BOSTON — It should have been a momentous occasion. Spring was in the air, and, after months of extensive construction, one of America’s most beloved teams had officially moved into a ballpark considered state-of-the-art for its time. But rain, and something else, kept the grand opening of Boston’s Fenway Park from taking place with much fanfare.
The year was 1912. The date? Saturday, April 20.
Five days prior to the opening pitch, the Titanic, the largest ship afloat at the time, had sunk, killing over 1,500 passengers. Victims ranged from some of the world’s wealthiest to the many European emigrants looking to begin new lives in the United States. The magnitude of the tragedy made it one of the deadliest peacetime maritime disasters in modern history.
On opening day, which had been postponed three times due to rain, shock of the sinking still reverberated worldwide. Boston newspapers, originally billed for extensive news coverage of the event, couldn’t find room among their all-caps headlines to mention Fenway Park’s grand opening. The home-opener crowd was over 10,000 fans short of stadium capacity. Pregame festivities had shrunk to a mere ceremonial pitch by Boston’s mayor, John “Honey Fitz” Fitzgerald.
In a time of great distress for the nation, America’s favorite pastime had taken a backseat.
And while St. Bonaventure students admit their struggles do not compare to the devastating tragedy of the Titanic’s sinking, they, much like Red Sox fans in 1912, have had to put their favorite pastimes on the back-burner in times of great distress.
Junior Amanda Brogan, a history major and secondary education minor, has a lengthy list of extra-curricular activities that have prevented her from partaking in many of the activities known to define college life. She is a resident assistant, class senator for the student government association, vice president of the history club, secretary of “Knitty by Nature,” ambassador to SGA for “SBU for Equality” and fundraising officer for SBU women’s rugby.
A self-professed fan of the film modeled after the Titanic tragedy, Brogan felt comfortable drawing parallels between her own life and a famed scene from the movie.
“Honestly, I feel like my life is the Titanic,” Brogan said. “Hear me out. I feel like my life is from the part in the movie where they’re all waiting to fall in the water, but I just never do.”
She said balancing her academics with other facets of her life has proved challenging.
“This semester I think is the worst semester that I’ve had since I’ve been here,” Brogan said. “Things are not going great, as you can see by my nice comparison. I’ve been in Buffalo every Friday for the last couple of weeks. I’ve been gone since 7 a.m. today and I have to work tonight. Then I’ll sleep two hours and go to a rugby tournament in the morning. When I come back, I’ll try to see my friends who I haven’t seen in two weeks.”

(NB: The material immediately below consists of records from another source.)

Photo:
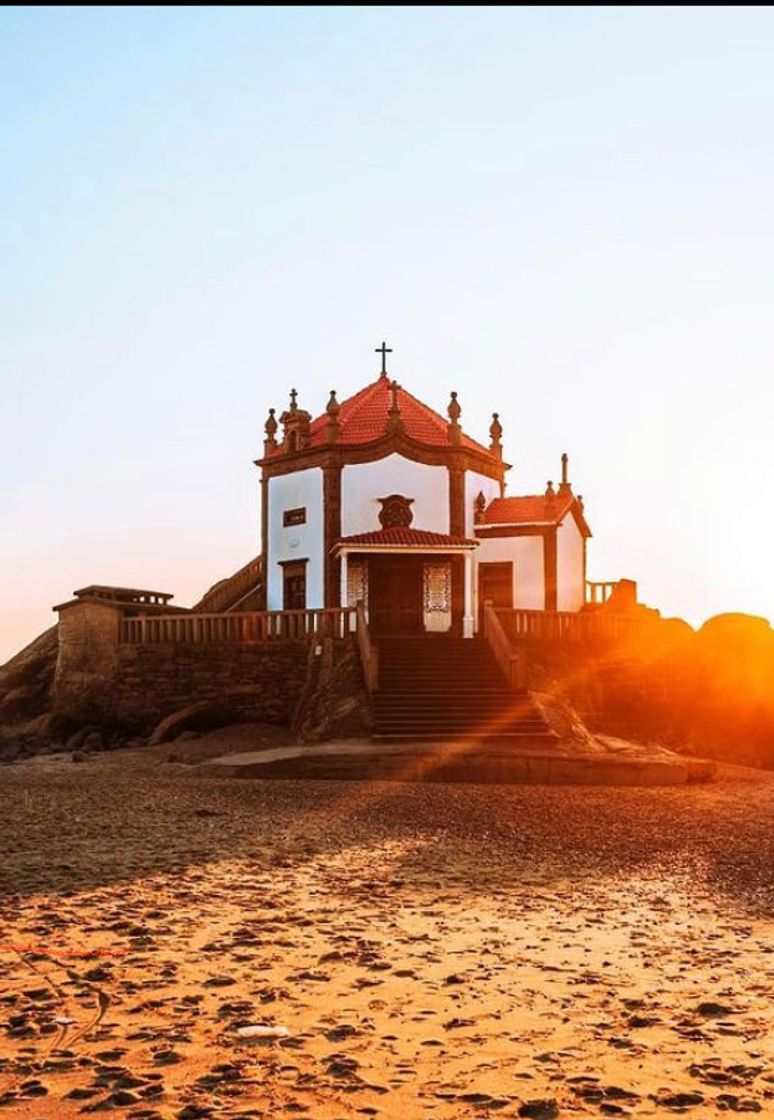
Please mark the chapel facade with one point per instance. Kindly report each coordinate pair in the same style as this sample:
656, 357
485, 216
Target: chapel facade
382, 500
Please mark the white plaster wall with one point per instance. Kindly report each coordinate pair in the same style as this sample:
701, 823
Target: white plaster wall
527, 554
296, 542
364, 483
570, 589
474, 484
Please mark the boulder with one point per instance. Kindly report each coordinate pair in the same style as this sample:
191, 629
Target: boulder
76, 740
196, 717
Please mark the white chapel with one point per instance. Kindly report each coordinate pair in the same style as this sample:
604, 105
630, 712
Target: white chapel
383, 500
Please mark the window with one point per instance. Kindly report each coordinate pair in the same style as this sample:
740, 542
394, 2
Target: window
495, 582
295, 585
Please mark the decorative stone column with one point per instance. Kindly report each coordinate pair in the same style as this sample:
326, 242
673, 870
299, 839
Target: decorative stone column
468, 619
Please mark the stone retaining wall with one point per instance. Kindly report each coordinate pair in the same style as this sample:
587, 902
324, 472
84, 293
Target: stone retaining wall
257, 682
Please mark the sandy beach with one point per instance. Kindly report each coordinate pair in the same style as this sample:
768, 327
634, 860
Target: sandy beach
407, 950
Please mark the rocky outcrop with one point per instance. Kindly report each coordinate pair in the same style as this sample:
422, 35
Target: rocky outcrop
196, 717
334, 703
708, 692
27, 679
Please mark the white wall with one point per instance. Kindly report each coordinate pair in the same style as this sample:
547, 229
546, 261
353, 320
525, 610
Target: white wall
296, 542
527, 554
364, 483
475, 483
570, 586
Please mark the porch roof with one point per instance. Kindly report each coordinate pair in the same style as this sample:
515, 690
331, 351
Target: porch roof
403, 538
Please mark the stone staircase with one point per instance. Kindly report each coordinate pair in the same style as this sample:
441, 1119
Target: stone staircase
439, 688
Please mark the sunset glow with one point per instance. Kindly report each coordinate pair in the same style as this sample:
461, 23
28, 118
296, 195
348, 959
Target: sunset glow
563, 218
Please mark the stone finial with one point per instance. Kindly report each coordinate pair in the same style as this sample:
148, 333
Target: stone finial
550, 498
295, 426
270, 428
333, 408
394, 420
454, 412
563, 485
496, 435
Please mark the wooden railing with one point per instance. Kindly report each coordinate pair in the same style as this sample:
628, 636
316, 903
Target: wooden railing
227, 594
367, 650
598, 591
511, 663
566, 625
253, 626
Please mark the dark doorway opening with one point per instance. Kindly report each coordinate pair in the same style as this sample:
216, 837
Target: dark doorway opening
395, 594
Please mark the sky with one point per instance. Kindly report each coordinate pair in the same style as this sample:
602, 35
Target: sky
563, 214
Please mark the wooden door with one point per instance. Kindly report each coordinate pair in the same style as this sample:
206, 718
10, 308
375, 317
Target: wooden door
395, 595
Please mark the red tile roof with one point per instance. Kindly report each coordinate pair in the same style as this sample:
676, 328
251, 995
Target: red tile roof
531, 510
363, 418
403, 537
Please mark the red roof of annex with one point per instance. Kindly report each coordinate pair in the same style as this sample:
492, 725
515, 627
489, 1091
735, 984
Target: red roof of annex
402, 535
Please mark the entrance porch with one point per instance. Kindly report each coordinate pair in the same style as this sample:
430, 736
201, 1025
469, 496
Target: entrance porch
423, 587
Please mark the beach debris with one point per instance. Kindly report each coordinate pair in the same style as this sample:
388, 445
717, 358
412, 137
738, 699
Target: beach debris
262, 1030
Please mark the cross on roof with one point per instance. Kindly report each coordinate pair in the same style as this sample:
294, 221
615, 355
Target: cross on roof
383, 350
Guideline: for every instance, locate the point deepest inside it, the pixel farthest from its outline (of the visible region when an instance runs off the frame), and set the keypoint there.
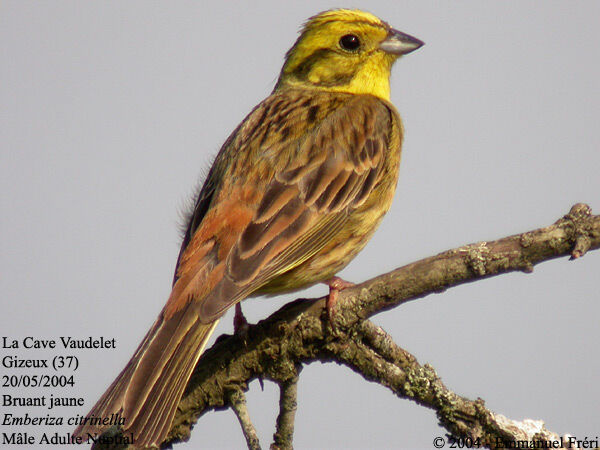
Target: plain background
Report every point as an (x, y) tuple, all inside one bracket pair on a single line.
[(111, 111)]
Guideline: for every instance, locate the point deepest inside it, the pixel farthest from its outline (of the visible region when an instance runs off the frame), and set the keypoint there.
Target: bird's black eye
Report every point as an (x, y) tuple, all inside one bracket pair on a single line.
[(349, 42)]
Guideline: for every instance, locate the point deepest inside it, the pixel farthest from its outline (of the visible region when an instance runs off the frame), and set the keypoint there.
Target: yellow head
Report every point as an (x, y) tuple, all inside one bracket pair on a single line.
[(345, 50)]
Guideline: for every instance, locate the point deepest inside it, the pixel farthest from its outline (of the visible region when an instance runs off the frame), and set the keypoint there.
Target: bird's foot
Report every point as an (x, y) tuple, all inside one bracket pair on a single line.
[(336, 284)]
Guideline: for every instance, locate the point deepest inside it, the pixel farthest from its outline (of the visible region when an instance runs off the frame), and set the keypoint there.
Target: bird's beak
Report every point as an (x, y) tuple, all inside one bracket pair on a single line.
[(399, 43)]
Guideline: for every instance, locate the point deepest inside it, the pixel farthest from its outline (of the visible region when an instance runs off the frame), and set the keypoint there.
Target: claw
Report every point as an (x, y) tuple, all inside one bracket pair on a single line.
[(336, 284)]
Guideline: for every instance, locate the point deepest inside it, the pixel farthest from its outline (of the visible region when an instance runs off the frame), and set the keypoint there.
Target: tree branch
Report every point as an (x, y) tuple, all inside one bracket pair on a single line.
[(237, 400), (300, 333), (284, 434)]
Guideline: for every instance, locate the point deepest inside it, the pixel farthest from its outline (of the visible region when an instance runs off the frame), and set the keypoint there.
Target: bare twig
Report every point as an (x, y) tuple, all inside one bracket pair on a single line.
[(284, 434), (237, 400), (300, 333)]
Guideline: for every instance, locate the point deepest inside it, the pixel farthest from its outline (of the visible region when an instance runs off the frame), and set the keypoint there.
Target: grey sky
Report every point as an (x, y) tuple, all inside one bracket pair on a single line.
[(111, 111)]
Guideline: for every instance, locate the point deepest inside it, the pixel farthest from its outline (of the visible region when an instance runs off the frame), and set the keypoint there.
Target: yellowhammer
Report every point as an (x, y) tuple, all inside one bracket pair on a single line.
[(294, 194)]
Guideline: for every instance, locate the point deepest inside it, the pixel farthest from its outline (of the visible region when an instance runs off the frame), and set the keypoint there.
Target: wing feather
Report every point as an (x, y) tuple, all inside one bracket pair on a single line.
[(304, 206)]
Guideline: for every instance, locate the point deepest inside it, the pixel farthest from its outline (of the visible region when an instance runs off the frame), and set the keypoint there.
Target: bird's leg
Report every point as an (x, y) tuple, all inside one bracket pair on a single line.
[(336, 284), (240, 324)]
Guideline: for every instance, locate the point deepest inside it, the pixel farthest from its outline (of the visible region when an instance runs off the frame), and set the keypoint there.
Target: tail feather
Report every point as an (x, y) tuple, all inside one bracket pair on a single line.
[(147, 391)]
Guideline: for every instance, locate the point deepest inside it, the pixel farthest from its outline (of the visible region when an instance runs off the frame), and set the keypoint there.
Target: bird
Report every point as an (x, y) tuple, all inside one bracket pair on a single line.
[(293, 195)]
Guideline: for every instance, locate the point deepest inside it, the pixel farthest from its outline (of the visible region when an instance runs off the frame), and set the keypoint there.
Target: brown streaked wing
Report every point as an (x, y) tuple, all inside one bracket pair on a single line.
[(307, 203)]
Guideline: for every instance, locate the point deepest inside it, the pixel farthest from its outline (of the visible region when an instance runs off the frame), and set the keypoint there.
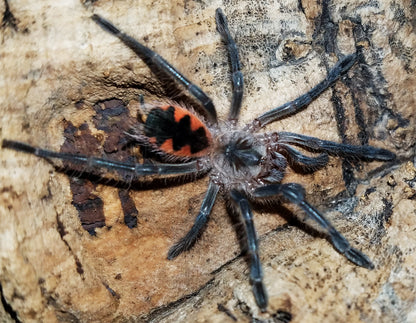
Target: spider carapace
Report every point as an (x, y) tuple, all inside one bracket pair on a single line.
[(242, 163)]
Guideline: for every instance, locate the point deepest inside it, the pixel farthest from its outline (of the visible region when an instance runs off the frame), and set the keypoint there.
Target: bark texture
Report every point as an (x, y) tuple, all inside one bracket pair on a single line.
[(77, 250)]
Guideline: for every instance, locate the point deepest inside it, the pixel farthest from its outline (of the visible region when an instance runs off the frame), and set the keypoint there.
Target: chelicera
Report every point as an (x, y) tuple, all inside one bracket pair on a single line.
[(242, 163)]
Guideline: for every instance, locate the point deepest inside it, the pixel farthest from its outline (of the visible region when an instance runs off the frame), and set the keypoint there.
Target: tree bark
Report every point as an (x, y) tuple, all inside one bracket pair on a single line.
[(70, 248)]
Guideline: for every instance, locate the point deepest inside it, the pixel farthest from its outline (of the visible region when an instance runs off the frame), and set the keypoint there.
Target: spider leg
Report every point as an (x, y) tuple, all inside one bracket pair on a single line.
[(256, 272), (190, 238), (342, 66), (298, 160), (93, 162), (159, 65), (237, 76), (333, 148), (295, 194)]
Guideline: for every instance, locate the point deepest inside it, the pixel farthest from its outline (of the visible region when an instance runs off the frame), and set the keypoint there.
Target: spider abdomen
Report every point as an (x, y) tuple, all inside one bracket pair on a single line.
[(176, 131)]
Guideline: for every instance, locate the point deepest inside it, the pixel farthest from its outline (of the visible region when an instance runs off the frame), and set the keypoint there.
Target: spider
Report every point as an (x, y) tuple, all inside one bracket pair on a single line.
[(242, 163)]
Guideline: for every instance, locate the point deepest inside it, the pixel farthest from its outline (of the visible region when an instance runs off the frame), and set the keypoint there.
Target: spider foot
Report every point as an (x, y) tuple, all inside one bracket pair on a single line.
[(354, 255), (179, 247), (358, 258)]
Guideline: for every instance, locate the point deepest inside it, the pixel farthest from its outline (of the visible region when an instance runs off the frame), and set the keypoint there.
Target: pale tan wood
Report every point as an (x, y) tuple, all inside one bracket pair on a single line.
[(53, 270)]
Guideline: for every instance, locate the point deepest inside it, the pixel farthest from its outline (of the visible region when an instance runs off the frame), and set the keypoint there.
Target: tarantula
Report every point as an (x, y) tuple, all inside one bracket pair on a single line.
[(242, 164)]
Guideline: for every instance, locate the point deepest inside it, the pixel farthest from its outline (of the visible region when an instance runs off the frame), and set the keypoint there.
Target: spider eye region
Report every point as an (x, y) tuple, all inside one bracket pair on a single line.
[(176, 131)]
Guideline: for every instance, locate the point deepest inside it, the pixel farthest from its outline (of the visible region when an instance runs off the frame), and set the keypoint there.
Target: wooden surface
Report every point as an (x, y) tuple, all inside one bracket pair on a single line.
[(57, 65)]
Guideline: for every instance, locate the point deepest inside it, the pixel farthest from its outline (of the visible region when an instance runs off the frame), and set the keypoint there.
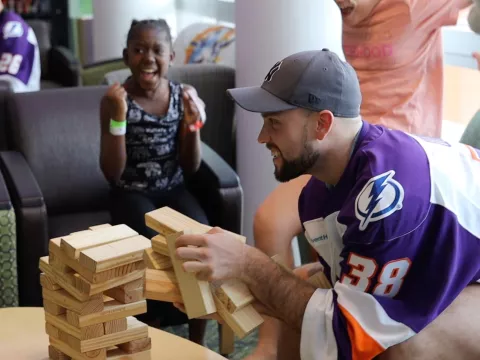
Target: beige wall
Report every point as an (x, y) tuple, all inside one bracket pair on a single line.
[(461, 94)]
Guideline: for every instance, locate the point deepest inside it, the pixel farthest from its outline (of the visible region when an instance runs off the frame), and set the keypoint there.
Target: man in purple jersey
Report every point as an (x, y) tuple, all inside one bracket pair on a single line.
[(19, 53), (394, 218)]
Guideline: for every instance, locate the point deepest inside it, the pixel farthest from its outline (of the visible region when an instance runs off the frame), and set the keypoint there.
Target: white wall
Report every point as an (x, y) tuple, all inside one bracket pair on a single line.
[(112, 18)]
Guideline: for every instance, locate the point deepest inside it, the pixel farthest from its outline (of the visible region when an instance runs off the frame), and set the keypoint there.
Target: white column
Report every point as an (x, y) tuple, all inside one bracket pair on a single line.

Brogan admitted that not being able to take time to enjoy the small things, like watching “Grey’s Anatomy,” or going out to dinner with friends, has taken its toll.
“I’m mentally, physically and emotionally obliterated all the time,” Brogan said. “I’m tired a lot. I’m not sleeping enough, and I’m the type of person who really requires nine hours of sleep. I get anywhere between four and six hours of sleep, six on a good night.”
Brogan also said her relationships with others have become strained at times because of her struggles.
“I’m the type of person who loves humor,” Brogan said. “I laugh a lot, but there have been times when I’ve been in high-stress situations, and I’ll laugh it off, but then I’ll cry. I scare my professor. I scare myself. I’m not doing college right.”
Though she said she had fears about the future, Brogan remained hopeful about all that is to come in the upcoming semesters.
“I do feel like I’m Rose watching the water come, but I’m going to find that door and I’m going to use it to pull me to safety somehow,” Brogan said. “I may almost die in the process, but at least I’ll make it. Maybe. To be determined.”
Fenway Park’s grand opening was bleak, tainted by the aftermath of the Titanic tragedy, but Fenway’s opener marked the first of 57 victories the Sox would achieve in their first season at the venue.
And though Brogan said her junior year has been “a bummer,” tainted by academic stresses and a lack of sleep, she could be seen carefully wrapping a scarf around her neck and checking her hair in the mirror before she left for an Italian restaurant, Ravyn & Robyn, ready to (finally) enjoy a night out with friends.